Note that the same issue will occur with any shared variable. IMO, it is up to the application to manage with this kind of errors.

Right. Is there any general rule of thumb on thread-safety of destructors? What do the other Boost.Thread classes do in regards to that?

Let me know if you share my point of view.

Yeah, after some thought I agree with you--it's not really a bug in Boost.Thread, unless the rest of the Boost.Thread library keeps destructors thread-safe. In the end, it's not so hard to add the second mutex, or to just stick t.join() before foo() returns.

[viboes]

Replying to sbear.powell@…:

Replying to viboes:

I think that Boost.Thread can not do any think here. You are sharing the variable notifier allocated on the stack between two thread. When the function foo returns, the lambda thread will continue using a destroyed instance.

The only potential fix I can think of on Boost.Thread's side would be to lock the condition_variable's internal mutex in its destructor--that way nothing will be destroyed until after notify_all() is out of its critical section.

Maybe I'm wrong, but I think this is out of the philosophy "don't pay for what you don't use".
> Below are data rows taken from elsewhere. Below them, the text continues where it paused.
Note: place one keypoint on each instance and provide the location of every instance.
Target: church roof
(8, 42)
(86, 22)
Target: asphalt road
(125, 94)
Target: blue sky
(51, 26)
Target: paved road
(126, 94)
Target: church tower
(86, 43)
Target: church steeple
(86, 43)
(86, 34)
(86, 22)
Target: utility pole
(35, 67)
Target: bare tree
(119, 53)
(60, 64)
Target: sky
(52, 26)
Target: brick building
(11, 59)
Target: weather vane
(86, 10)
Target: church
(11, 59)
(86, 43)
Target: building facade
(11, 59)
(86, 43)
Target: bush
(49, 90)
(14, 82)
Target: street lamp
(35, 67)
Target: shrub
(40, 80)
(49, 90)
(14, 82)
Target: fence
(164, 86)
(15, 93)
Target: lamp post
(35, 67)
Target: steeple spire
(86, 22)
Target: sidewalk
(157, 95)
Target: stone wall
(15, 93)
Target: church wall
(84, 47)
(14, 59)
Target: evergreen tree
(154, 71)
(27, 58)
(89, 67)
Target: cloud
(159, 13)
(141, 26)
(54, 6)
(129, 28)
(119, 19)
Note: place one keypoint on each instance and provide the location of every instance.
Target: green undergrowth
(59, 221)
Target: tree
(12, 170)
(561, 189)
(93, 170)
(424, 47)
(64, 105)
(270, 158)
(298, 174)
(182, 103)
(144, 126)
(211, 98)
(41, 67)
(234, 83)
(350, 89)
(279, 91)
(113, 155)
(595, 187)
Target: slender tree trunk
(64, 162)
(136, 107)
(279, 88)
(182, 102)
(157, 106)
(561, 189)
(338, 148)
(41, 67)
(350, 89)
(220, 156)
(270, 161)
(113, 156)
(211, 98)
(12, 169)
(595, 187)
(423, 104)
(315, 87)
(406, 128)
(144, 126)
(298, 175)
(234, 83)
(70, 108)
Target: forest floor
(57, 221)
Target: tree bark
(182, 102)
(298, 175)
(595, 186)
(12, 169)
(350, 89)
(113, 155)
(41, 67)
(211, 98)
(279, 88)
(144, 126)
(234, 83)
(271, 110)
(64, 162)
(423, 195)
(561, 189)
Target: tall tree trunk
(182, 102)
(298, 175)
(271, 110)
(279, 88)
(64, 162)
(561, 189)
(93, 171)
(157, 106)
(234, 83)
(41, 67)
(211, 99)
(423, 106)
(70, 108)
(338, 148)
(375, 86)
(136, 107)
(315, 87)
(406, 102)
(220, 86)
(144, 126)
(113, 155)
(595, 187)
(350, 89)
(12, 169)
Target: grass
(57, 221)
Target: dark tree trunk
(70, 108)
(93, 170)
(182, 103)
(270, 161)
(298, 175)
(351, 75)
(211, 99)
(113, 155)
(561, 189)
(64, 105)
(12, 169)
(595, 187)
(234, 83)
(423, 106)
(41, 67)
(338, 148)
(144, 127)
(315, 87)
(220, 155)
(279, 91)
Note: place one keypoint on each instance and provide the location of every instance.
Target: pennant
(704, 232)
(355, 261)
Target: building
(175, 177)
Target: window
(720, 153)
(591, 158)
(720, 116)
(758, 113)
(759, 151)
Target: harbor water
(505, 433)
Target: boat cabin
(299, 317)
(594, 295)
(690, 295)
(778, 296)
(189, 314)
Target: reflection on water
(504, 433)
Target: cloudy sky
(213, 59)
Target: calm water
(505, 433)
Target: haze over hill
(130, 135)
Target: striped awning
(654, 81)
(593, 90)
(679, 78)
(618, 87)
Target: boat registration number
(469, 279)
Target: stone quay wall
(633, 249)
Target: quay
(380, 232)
Note that the same issue will occur with any shared variable. IMO, it is up to the application to manage with this kind of errors.

Right. Is there any general rule of thumb on thread-safety of destructors? What do the other Boost.Thread classes do in regards to that?

AFAIK no destructor takes care of these kind of thread-safety. If you want you can start a thread on the ML so others could give their advice.

Let me know if you share my point of view.

Yeah, after some thought I agree with you--it's not really a bug in Boost.Thread, unless the rest of the Boost.Thread library keeps destructors thread-safe. In the end, it's not so hard to add the second mutex, or to just stick t.join() before foo() returns.

Yes the user has everything to prevent the deadlock.